ERIC Number: ED409484
Record Type: RIE
Publication Date: 1997-Feb
Women of Hispanic Origin in the Labor Force. Facts on Working Women No. 97-2.
Women's Bureau (DOL), Washington, DC.
Women of Hispanic origin are one of the fastest-growing population groups in the United States, increasing from 6.2 million in 1986 to 9.6 million in 1996. The largest segment of this population is of Mexican origin, followed by Puerto Rican origin, Cuban origin, and other Spanish descent. As a group, women of Hispanic origin are younger than those of other ethnic groups. About 8 percent of the women in the civilian labor force in 1996 were of Hispanic origin, about 50-60 percent of this population, but the number of Hispanic-origin women who are employed is growing rapidly.
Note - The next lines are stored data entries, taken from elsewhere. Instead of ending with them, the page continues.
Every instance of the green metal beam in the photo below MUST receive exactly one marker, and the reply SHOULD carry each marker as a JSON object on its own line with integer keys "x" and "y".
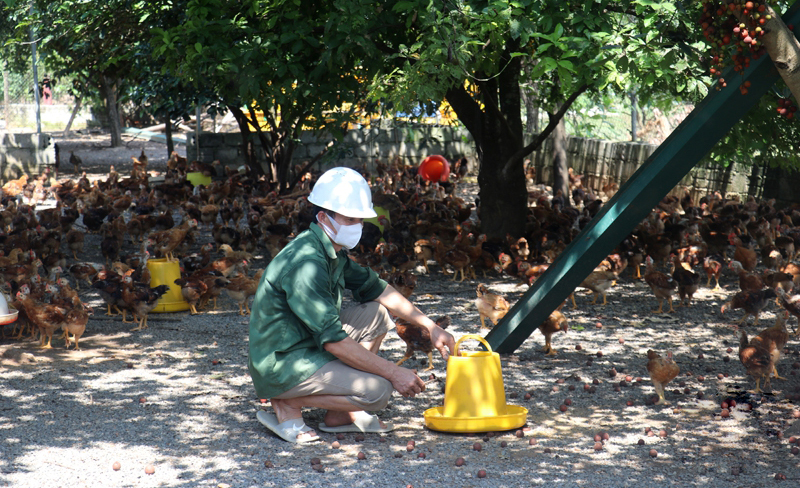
{"x": 664, "y": 169}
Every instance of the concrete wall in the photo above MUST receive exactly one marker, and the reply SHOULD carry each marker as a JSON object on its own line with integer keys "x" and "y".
{"x": 25, "y": 154}
{"x": 602, "y": 162}
{"x": 599, "y": 161}
{"x": 359, "y": 147}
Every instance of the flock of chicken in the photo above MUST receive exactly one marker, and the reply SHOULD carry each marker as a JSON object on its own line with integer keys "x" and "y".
{"x": 420, "y": 224}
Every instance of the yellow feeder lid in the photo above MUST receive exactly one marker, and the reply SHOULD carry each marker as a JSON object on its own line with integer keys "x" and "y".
{"x": 163, "y": 272}
{"x": 474, "y": 396}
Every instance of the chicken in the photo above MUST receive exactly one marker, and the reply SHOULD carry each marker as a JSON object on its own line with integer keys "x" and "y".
{"x": 109, "y": 248}
{"x": 141, "y": 300}
{"x": 751, "y": 302}
{"x": 423, "y": 252}
{"x": 790, "y": 303}
{"x": 82, "y": 271}
{"x": 760, "y": 355}
{"x": 712, "y": 265}
{"x": 597, "y": 282}
{"x": 75, "y": 322}
{"x": 139, "y": 166}
{"x": 12, "y": 188}
{"x": 490, "y": 305}
{"x": 241, "y": 288}
{"x": 192, "y": 290}
{"x": 687, "y": 281}
{"x": 745, "y": 255}
{"x": 74, "y": 240}
{"x": 418, "y": 338}
{"x": 556, "y": 322}
{"x": 167, "y": 240}
{"x": 200, "y": 288}
{"x": 47, "y": 318}
{"x": 196, "y": 261}
{"x": 747, "y": 281}
{"x": 208, "y": 215}
{"x": 109, "y": 285}
{"x": 228, "y": 251}
{"x": 661, "y": 285}
{"x": 76, "y": 163}
{"x": 662, "y": 371}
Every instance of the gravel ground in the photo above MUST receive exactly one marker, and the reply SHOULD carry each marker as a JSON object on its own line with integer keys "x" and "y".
{"x": 177, "y": 397}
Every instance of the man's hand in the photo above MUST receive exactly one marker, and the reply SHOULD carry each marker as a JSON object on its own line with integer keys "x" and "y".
{"x": 443, "y": 341}
{"x": 406, "y": 382}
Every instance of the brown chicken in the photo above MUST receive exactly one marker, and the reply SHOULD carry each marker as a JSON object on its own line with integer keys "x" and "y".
{"x": 661, "y": 285}
{"x": 751, "y": 302}
{"x": 167, "y": 241}
{"x": 490, "y": 305}
{"x": 403, "y": 281}
{"x": 760, "y": 355}
{"x": 747, "y": 281}
{"x": 74, "y": 240}
{"x": 418, "y": 338}
{"x": 790, "y": 303}
{"x": 597, "y": 282}
{"x": 556, "y": 322}
{"x": 745, "y": 255}
{"x": 45, "y": 317}
{"x": 687, "y": 281}
{"x": 141, "y": 300}
{"x": 241, "y": 288}
{"x": 712, "y": 265}
{"x": 662, "y": 371}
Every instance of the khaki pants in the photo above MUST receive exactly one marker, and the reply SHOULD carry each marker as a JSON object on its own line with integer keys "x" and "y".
{"x": 363, "y": 323}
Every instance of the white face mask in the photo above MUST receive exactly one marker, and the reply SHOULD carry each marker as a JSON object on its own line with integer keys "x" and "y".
{"x": 346, "y": 236}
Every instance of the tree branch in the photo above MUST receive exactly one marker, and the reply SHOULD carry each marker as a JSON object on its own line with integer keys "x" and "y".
{"x": 551, "y": 125}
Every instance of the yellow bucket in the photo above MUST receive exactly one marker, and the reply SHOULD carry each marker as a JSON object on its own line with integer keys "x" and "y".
{"x": 474, "y": 386}
{"x": 163, "y": 272}
{"x": 198, "y": 178}
{"x": 474, "y": 395}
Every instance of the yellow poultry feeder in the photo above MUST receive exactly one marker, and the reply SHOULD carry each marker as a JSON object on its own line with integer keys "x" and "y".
{"x": 163, "y": 272}
{"x": 474, "y": 395}
{"x": 197, "y": 178}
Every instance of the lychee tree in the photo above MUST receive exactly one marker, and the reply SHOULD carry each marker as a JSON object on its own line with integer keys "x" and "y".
{"x": 740, "y": 30}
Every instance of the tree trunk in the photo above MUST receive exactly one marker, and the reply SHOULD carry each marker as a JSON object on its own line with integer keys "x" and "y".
{"x": 247, "y": 141}
{"x": 110, "y": 90}
{"x": 168, "y": 134}
{"x": 783, "y": 48}
{"x": 634, "y": 116}
{"x": 560, "y": 166}
{"x": 72, "y": 116}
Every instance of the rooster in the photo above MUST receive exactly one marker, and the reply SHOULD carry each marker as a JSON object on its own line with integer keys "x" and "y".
{"x": 417, "y": 338}
{"x": 490, "y": 305}
{"x": 662, "y": 371}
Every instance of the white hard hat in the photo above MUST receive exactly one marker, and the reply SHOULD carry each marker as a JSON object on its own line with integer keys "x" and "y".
{"x": 344, "y": 191}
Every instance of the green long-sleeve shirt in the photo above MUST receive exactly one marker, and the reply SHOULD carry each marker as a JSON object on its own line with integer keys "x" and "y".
{"x": 296, "y": 310}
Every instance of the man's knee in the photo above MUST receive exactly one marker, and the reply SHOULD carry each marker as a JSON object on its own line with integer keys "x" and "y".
{"x": 377, "y": 396}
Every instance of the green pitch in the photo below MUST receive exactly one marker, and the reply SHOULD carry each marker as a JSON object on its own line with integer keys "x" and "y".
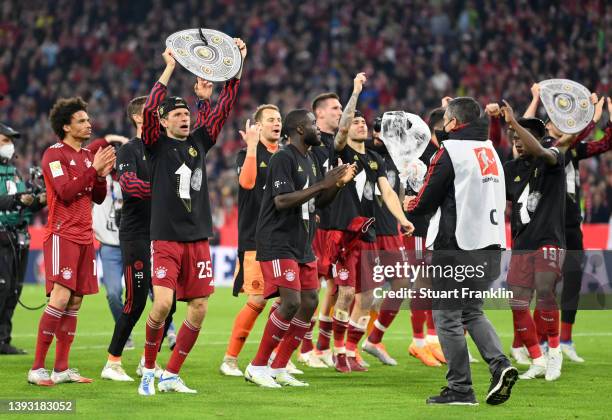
{"x": 385, "y": 392}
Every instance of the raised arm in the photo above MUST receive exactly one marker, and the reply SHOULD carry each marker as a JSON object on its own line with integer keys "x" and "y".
{"x": 349, "y": 112}
{"x": 150, "y": 118}
{"x": 531, "y": 145}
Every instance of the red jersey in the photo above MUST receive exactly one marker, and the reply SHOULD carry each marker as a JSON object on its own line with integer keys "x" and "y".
{"x": 72, "y": 184}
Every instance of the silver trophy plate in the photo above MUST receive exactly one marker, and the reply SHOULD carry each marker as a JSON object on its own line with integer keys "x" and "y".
{"x": 209, "y": 54}
{"x": 406, "y": 137}
{"x": 567, "y": 104}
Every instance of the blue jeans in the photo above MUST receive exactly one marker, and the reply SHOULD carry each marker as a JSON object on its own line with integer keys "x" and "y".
{"x": 112, "y": 273}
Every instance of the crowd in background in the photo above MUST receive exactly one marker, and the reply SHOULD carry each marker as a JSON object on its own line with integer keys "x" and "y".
{"x": 414, "y": 52}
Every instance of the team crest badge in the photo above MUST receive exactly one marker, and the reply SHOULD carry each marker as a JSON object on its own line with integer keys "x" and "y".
{"x": 290, "y": 275}
{"x": 66, "y": 273}
{"x": 160, "y": 272}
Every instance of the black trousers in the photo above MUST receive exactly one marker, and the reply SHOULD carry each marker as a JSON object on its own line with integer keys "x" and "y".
{"x": 137, "y": 274}
{"x": 572, "y": 274}
{"x": 13, "y": 264}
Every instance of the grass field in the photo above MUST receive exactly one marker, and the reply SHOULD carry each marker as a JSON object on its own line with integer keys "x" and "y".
{"x": 384, "y": 392}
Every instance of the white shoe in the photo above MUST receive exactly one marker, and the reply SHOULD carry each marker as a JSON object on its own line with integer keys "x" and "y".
{"x": 115, "y": 372}
{"x": 69, "y": 375}
{"x": 292, "y": 369}
{"x": 311, "y": 360}
{"x": 569, "y": 351}
{"x": 284, "y": 378}
{"x": 173, "y": 383}
{"x": 555, "y": 361}
{"x": 147, "y": 382}
{"x": 40, "y": 377}
{"x": 260, "y": 375}
{"x": 140, "y": 368}
{"x": 325, "y": 356}
{"x": 520, "y": 355}
{"x": 229, "y": 367}
{"x": 536, "y": 370}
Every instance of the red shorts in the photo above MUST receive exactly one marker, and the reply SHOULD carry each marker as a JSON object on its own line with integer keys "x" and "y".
{"x": 415, "y": 249}
{"x": 523, "y": 266}
{"x": 326, "y": 246}
{"x": 356, "y": 268}
{"x": 184, "y": 267}
{"x": 70, "y": 264}
{"x": 290, "y": 274}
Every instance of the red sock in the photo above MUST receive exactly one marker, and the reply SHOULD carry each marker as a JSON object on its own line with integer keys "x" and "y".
{"x": 354, "y": 334}
{"x": 295, "y": 334}
{"x": 186, "y": 338}
{"x": 64, "y": 336}
{"x": 431, "y": 327}
{"x": 325, "y": 332}
{"x": 339, "y": 328}
{"x": 385, "y": 318}
{"x": 275, "y": 330}
{"x": 566, "y": 332}
{"x": 417, "y": 318}
{"x": 47, "y": 326}
{"x": 540, "y": 326}
{"x": 550, "y": 323}
{"x": 154, "y": 335}
{"x": 307, "y": 340}
{"x": 525, "y": 327}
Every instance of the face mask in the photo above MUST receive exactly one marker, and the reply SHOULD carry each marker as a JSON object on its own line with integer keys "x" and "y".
{"x": 7, "y": 151}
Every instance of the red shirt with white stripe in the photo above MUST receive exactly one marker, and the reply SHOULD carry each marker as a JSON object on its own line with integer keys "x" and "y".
{"x": 72, "y": 184}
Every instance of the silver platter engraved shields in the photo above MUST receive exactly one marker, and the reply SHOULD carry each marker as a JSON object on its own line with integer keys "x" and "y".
{"x": 209, "y": 54}
{"x": 567, "y": 104}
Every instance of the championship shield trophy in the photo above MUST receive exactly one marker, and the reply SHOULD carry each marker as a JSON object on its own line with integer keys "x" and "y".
{"x": 207, "y": 53}
{"x": 406, "y": 137}
{"x": 567, "y": 104}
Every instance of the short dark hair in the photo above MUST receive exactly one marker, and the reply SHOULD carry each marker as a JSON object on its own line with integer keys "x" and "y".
{"x": 464, "y": 109}
{"x": 435, "y": 117}
{"x": 135, "y": 107}
{"x": 62, "y": 111}
{"x": 293, "y": 119}
{"x": 319, "y": 99}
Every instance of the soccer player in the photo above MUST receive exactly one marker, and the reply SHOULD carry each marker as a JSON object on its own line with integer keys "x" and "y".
{"x": 181, "y": 220}
{"x": 285, "y": 230}
{"x": 252, "y": 162}
{"x": 354, "y": 203}
{"x": 328, "y": 110}
{"x": 134, "y": 179}
{"x": 535, "y": 184}
{"x": 572, "y": 266}
{"x": 74, "y": 178}
{"x": 390, "y": 244}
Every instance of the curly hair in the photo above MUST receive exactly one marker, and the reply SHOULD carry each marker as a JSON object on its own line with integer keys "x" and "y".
{"x": 62, "y": 111}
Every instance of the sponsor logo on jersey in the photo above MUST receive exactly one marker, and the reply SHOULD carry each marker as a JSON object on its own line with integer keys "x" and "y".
{"x": 66, "y": 273}
{"x": 486, "y": 160}
{"x": 56, "y": 168}
{"x": 160, "y": 272}
{"x": 290, "y": 275}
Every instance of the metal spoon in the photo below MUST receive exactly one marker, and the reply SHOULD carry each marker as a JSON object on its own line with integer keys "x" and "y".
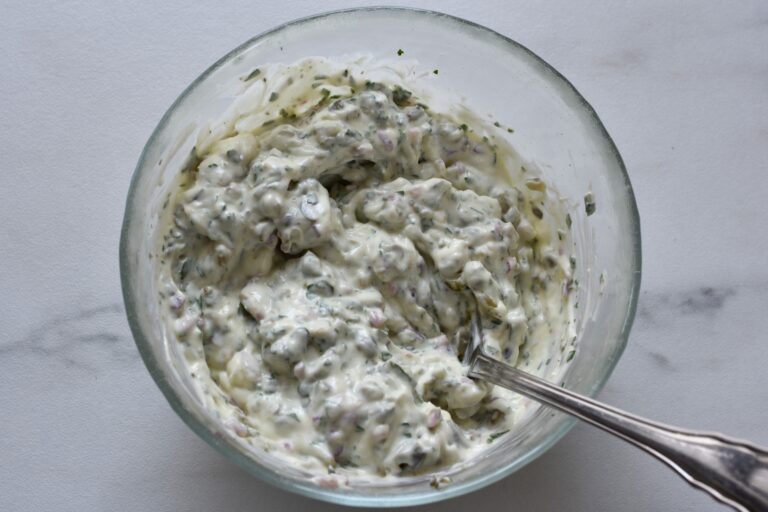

Teenage Hispanic women were more likely to be unemployed than those of other origins, and older Hispanic-origin women also had higher rates of unemployment than other groups. Most women of Hispanic origin were employed in the technical, sales, and administrative support and service occupations, partly because only a little more than half of these women had a high school diploma, and few had college degrees. As a consequence, their wages tended to be lower than those of other groups. Families maintained by women, about 12 percent of Hispanic families, had the lowest incomes. (KC)
Publication Type: Numerical/Quantitative Data
Education Level: N/A
Authoring Institution: Women's Bureau (DOL), Washington, DC.